简体   繁体   English

在 Xpath 中同时转义双引号和单引号

[英]Simultaneously escape double and single quotes in Xpath

Similar to How to deal with single quote in xpath , I want to escape single quotes.类似于How to deal with single quote in xpath ,我想转义单引号。 The difference is that I can't exclude the possibility that a double quote might also appear in the target string.不同之处在于我不能排除双引号也可能出现在目标字符串中的可能性。

Goal:目标:

Escape double and single quotes simultaneously with Xpath (in R).使用 Xpath(在 R 中)同时转义双引号和单引号。 The target element should be used as a variable and not be hard coded like in one of the existing answers.目标元素应用作变量,而不是像现有答案之一那样进行硬编码。 (It should be a variable, because I am unaware of the content beforehand, it could have single quotes, double quotes or both). (它应该是一个变量,因为我事先不知道内容,它可能有单引号、双引号或两者都有)。

Works:作品:

library(rvest)
library(magrittr)
html <- "<div>1</div><div>Father's son</div>"
target <- "Father's son"
html %>% xml2::read_html() %>% html_nodes(xpath = paste0("//*[contains(text(), \"", target,"\")]"))
{xml_nodeset (1)}
[1] <div>Father's son</div>

Does not work:不起作用:

html <- "<div>1</div><div>Fat\"her's son</div>"
target <- "Fat\"her's son"
html %>% xml2::read_html() %>% html_nodes(xpath = paste0("//*[contains(text(), \"", target,"\")]"))
{xml_nodeset (0)}
Warning message:
In xpath_search(x$node, x$doc, xpath = xpath, nsMap = ns, num_results = Inf) :
  Invalid expression [1207]

Update更新

Non-R answers that I could try to "translate to R" are very welcome.我可以尝试“翻译为 R”的非 R 答案非常受欢迎。
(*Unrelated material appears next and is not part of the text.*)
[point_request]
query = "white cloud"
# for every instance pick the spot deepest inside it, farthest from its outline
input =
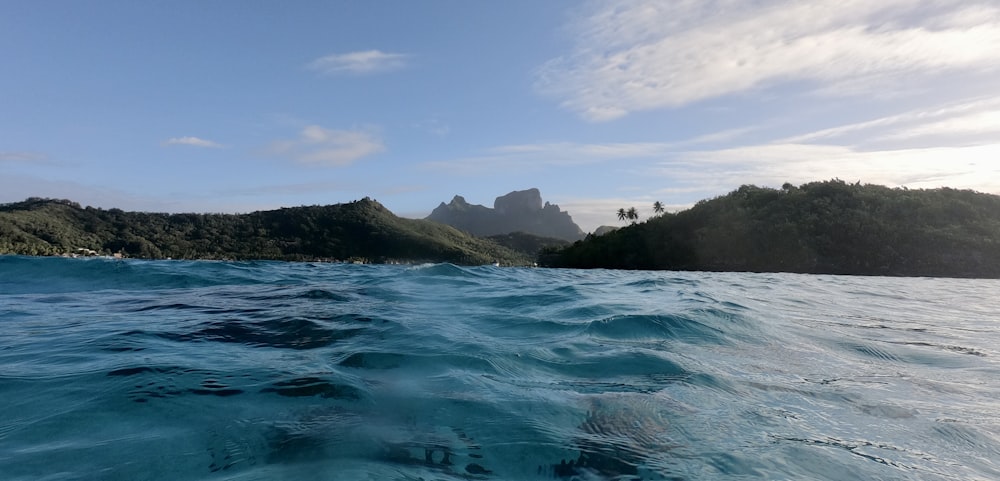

Because you are using string manipulation to build your XPath expression, it's your responsibility that the expression is valid XPath.因为您使用字符串操作来构建 XPath 表达式,所以表达式是有效的 XPath 是您的责任。 This expression:这个表达:

//*[contains(.,concat('Fat"',"her's son"))]

Selects:选择:

<div>Fat"her's son</div>

Test in here这里测试

It would be a better approach to use an XPath string variable, but it looks like R doesn't have an API for that, even using libxml.使用 XPath 字符串变量是一种更好的方法,但看起来 R 没有 API,即使使用 libxml。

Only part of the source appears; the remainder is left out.